Another factor we might want to take into account is that the quality of pitchers is often worse in these situations. This makes sense. After all, when you’re up with men in scoring position, you are usually facing the pitcher who permitted those runners to reach base, something that happens a lot more frequently with a Jaime Navarro on the mound than a Roger Clemens. To determine how much worse they are, for each at-bat by one of the batters in our study, I calculated the pitcher’s opponents’ BPS, taking into account the handedness of the batter. I found that the average pitcher when runners are in scoring position is about three to four points worse (in BPS) than those on the mound when there aren’t. Not a big deal and a result that seems to balance out the platoon disadvantage, except, as with the platoon disadvantage, there are differences from player to player. The most extreme cases among the players in our study are Hal Morris, who has faced pitchers 17 points worse with runners in scoring position, and Larry Walker, who has faced pitchers 11 points better. All in all, I think it’s a good thing to check before anointing someone either a great or a poor clutch hitter.

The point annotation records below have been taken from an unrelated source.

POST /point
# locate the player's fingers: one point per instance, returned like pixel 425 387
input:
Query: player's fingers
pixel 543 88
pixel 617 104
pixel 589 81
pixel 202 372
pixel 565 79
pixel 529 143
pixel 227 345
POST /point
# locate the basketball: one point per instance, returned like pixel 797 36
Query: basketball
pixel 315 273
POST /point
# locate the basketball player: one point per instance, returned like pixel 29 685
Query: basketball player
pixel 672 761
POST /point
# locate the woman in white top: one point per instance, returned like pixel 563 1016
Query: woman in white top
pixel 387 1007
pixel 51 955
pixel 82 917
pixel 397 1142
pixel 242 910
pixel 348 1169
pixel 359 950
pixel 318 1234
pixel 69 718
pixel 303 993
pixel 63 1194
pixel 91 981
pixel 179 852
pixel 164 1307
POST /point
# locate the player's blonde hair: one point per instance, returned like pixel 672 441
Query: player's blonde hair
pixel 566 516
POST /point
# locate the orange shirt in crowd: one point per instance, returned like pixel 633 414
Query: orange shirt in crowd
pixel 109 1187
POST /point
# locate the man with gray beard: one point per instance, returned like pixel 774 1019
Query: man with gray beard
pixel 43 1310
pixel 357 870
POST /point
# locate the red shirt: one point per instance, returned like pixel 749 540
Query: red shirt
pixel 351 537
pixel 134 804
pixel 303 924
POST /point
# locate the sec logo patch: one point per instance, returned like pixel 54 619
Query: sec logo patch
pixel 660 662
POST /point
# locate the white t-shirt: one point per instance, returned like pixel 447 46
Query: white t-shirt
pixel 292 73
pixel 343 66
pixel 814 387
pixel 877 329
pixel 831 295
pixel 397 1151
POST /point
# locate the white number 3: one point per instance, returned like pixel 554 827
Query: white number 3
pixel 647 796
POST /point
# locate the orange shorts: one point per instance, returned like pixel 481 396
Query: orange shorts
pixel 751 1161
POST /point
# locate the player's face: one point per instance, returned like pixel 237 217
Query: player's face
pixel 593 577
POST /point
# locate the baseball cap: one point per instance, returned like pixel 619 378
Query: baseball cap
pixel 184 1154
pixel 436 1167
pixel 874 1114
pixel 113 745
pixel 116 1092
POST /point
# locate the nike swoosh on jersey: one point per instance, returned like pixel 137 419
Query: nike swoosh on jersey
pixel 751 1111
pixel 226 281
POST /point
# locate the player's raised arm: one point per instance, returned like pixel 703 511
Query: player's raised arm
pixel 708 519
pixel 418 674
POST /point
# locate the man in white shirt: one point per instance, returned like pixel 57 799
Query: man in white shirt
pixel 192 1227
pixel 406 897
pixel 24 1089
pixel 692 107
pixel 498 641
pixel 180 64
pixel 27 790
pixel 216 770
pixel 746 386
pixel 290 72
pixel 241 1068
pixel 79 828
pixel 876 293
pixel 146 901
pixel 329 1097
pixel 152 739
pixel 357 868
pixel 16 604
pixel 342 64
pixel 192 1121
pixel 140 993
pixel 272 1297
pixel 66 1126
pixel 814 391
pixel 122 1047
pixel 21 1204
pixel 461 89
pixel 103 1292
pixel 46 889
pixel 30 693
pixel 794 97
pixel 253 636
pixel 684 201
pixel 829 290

The last thing we want to look at is any possible park effects. After all, there are more runners in scoring position in good-hitting parks. So I calculated the average park factor for the two situations and, to make a long story even longer, here’s what I found:

Since there are more at-bats in a typical game in a hitter’s park than there are in a pitcher’s park, it’s not too surprising that the average park factor in both groups would be greater than one. Note that the advantage with runners in scoring position is slight. Still, this is not insignificant for all players. The two extremes:

It is perhaps not too surprising that a member of the Colorado Rockies got the biggest park factor boost with runners in scoring position.

A Last Look at the Players

I wanted to take one last look at the players at the top and bottom of our lists, this time with their platoon, strength of opposition, and park factors included.

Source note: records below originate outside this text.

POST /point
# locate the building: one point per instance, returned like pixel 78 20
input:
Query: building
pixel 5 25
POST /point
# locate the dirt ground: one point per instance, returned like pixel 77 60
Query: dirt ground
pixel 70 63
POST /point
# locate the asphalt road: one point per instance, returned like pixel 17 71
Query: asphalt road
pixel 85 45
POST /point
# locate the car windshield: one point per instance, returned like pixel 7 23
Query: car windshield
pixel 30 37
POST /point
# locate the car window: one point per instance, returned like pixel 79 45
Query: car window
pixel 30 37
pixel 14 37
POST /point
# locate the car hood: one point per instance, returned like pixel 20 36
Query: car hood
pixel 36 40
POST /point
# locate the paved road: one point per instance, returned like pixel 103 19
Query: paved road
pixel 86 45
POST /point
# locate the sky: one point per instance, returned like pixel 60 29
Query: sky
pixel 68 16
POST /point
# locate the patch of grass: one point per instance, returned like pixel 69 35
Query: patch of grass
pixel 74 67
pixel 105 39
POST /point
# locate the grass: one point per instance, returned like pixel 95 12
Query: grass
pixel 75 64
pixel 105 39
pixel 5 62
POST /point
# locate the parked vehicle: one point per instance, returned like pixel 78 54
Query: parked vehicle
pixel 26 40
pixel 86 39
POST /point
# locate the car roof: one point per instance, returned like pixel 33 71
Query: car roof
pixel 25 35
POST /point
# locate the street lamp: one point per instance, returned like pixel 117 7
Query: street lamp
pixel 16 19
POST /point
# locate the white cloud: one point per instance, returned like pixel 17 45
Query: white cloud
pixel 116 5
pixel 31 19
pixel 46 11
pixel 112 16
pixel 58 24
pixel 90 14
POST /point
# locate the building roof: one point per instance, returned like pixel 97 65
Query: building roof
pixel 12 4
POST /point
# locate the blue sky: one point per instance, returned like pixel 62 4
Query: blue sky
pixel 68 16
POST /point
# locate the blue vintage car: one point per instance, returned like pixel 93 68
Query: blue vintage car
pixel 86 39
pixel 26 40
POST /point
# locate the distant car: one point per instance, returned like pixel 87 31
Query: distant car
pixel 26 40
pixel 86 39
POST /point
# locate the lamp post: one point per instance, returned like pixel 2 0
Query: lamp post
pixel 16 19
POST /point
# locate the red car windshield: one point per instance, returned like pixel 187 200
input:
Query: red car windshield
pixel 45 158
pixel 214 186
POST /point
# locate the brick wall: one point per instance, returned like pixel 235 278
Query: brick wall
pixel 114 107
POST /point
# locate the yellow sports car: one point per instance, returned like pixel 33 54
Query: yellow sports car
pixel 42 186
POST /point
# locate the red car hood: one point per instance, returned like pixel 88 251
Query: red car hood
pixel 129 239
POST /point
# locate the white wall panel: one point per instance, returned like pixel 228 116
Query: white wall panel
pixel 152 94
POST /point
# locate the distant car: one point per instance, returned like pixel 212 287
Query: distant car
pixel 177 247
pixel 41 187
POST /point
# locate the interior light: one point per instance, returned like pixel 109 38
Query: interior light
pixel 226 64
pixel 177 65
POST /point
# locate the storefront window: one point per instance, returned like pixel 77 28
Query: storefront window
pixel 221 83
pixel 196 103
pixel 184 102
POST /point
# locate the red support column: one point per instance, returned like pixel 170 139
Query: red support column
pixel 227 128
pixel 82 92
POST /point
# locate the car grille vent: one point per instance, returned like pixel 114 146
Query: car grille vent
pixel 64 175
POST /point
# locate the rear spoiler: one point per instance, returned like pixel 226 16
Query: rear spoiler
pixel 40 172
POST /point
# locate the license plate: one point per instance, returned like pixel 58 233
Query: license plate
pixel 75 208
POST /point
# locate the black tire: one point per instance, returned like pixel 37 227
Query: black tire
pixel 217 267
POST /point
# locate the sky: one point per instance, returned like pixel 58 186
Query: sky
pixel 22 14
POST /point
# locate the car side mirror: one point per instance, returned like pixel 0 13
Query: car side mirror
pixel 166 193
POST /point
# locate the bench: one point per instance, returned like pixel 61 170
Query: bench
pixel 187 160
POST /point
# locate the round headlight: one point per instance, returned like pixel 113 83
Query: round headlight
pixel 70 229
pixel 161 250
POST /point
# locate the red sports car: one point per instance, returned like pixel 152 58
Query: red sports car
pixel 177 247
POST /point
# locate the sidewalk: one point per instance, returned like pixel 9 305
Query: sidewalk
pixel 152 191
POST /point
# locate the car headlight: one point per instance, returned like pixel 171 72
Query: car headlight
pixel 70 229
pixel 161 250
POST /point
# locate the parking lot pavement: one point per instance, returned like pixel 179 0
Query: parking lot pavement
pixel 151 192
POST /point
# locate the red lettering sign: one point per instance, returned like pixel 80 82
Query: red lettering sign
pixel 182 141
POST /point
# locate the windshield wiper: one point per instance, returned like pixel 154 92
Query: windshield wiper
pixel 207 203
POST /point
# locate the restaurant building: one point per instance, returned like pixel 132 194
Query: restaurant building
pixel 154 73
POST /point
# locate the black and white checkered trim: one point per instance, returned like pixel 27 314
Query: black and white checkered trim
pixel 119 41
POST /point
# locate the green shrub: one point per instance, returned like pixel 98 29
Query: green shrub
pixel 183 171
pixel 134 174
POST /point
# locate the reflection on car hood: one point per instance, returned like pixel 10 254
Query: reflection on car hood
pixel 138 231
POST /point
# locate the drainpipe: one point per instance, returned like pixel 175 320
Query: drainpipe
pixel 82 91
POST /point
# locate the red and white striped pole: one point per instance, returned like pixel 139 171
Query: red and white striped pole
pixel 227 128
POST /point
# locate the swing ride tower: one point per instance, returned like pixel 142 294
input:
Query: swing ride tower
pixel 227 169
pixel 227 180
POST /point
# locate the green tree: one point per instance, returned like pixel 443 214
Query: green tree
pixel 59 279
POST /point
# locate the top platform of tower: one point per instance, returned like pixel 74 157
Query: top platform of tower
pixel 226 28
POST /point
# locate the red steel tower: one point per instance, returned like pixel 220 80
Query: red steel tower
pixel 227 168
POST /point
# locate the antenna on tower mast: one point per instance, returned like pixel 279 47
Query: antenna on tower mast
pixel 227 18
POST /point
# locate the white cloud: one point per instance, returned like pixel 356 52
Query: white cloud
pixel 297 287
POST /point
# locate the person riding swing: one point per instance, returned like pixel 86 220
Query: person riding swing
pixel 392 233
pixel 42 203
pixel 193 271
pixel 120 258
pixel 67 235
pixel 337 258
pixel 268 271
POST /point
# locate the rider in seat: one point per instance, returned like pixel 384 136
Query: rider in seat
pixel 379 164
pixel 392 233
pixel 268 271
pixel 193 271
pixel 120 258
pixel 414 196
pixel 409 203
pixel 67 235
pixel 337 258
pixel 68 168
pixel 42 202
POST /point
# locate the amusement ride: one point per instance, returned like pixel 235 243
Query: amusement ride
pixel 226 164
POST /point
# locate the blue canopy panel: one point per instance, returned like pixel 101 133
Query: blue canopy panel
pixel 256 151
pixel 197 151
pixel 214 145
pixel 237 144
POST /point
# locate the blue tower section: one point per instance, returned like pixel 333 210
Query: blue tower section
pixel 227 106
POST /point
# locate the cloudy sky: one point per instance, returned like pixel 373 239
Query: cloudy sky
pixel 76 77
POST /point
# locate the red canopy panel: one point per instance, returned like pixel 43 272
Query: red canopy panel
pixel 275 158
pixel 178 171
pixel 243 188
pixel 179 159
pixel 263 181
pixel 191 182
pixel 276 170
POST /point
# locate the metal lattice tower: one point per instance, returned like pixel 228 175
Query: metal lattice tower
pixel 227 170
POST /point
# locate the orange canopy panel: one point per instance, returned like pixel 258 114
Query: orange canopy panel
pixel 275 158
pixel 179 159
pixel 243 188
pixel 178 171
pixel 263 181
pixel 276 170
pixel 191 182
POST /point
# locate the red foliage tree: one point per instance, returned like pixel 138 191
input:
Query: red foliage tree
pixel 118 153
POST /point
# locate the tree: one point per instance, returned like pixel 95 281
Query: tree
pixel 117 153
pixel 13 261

Some of these hitters (Mike Sweeney, Jose Valentin, Rennie Stennett, and Johnny Edwards) got a bigger than average boost by facing weaker pitchers with runners in scoring position, and Brent Mayne had the advantage of both facing weaker than nor­mal pitching and hitting in these situations in friendlier parks. My feeling is that Mayne would not have been on the list without this help; see Table 6.

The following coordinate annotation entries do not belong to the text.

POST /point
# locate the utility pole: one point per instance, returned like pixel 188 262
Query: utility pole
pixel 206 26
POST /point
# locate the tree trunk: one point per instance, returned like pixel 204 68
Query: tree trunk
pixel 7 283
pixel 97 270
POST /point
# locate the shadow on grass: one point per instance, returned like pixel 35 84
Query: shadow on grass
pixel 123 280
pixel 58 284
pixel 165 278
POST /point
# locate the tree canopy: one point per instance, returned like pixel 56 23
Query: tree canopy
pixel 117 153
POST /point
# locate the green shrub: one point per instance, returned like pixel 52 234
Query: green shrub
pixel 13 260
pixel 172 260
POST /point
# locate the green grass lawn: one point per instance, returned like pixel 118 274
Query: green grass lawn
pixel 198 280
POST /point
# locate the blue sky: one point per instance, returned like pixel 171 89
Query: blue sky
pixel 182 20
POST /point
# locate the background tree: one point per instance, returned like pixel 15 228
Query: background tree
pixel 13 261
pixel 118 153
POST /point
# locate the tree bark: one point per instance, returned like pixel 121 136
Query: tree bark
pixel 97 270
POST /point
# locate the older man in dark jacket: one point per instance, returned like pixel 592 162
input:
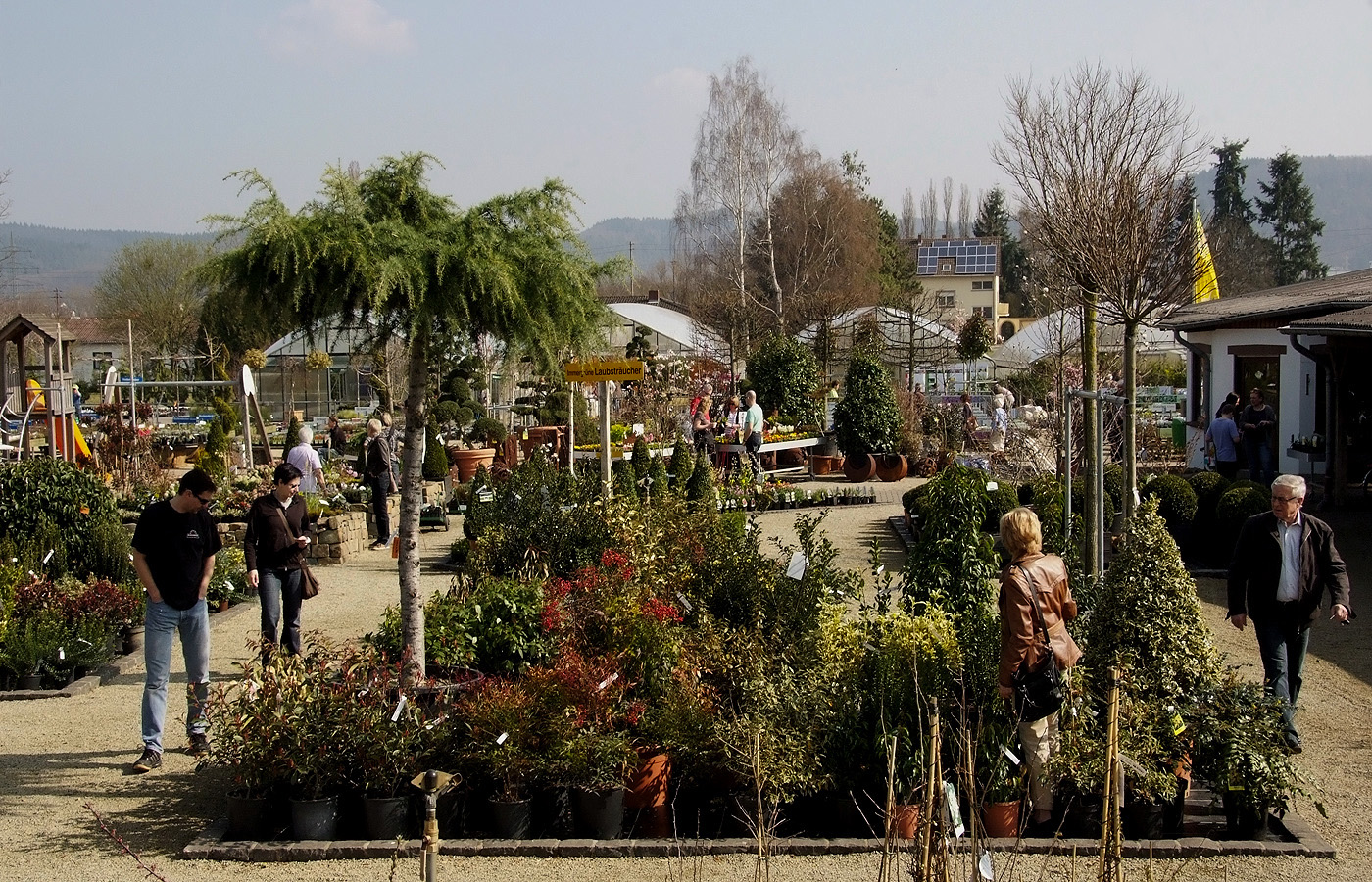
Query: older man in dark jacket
pixel 1283 564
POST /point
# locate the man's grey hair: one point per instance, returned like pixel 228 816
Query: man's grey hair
pixel 1294 484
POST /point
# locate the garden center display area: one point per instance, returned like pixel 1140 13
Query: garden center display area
pixel 642 664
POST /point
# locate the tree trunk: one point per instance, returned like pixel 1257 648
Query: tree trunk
pixel 412 494
pixel 1131 446
pixel 1088 381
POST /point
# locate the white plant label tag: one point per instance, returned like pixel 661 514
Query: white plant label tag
pixel 953 813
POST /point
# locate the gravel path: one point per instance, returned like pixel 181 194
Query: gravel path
pixel 57 755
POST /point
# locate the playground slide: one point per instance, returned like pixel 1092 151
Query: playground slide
pixel 40 407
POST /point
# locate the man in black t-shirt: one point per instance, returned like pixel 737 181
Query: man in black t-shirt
pixel 173 553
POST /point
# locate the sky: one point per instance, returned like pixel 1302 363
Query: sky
pixel 130 116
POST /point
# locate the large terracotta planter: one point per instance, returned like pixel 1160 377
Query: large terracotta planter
pixel 859 466
pixel 468 461
pixel 906 820
pixel 1002 819
pixel 648 785
pixel 891 466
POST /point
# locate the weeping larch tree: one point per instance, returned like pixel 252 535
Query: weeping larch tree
pixel 380 246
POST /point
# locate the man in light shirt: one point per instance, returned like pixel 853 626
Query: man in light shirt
pixel 1283 564
pixel 752 432
pixel 306 459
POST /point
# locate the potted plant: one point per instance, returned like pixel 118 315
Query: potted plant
pixel 503 744
pixel 866 418
pixel 597 765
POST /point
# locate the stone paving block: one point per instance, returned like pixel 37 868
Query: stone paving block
pixel 579 848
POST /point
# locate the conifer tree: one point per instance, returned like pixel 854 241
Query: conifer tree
pixel 1289 209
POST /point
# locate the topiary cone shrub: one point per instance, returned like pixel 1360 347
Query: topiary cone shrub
pixel 866 420
pixel 1176 502
pixel 1149 623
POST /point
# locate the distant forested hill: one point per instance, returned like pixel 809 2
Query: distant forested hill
pixel 652 240
pixel 72 260
pixel 1342 188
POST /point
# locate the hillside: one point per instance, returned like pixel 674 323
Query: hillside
pixel 1342 188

It looks like only Al Martin (with a bad platoon factor) and Lee Maye (who seemed to have everything go against him in these situations) could claim to owe their spots on this list to forces beyond their control. Hal Morris, on the other hand, had reason­ably good factors and still hit poorly with runners in scoring position.

Conclusion

So did I find evidence of clutch hitting? Not really. I did come up with lists of players who performed well and poorly in this area. Along the way I presented quite a bit of data on situational hitting, platoon advantages, opposition pitching strength, and park effects, and I attempted to both understand and explain what I found. At the end of all this, however, I guess I’m still not con­vinced that the players owe their inclusion on these lists of mine to talent rather than luck. Even when dealing with sample sizes of several thousand at-bats, the amount of random variation that I found in my simulations was very close to what I found in the real data. As I mentioned before, this doesn’t necessarily mean that there aren’t some real differences buried in all that noise, only that I’m not sure I found them. One could argue that the forces at work here, if they exist, must be awfully weak to so closely mimic random noise, and if they are really that inconsequential, perhaps we could assume they don’t exist without much loss of accuracy.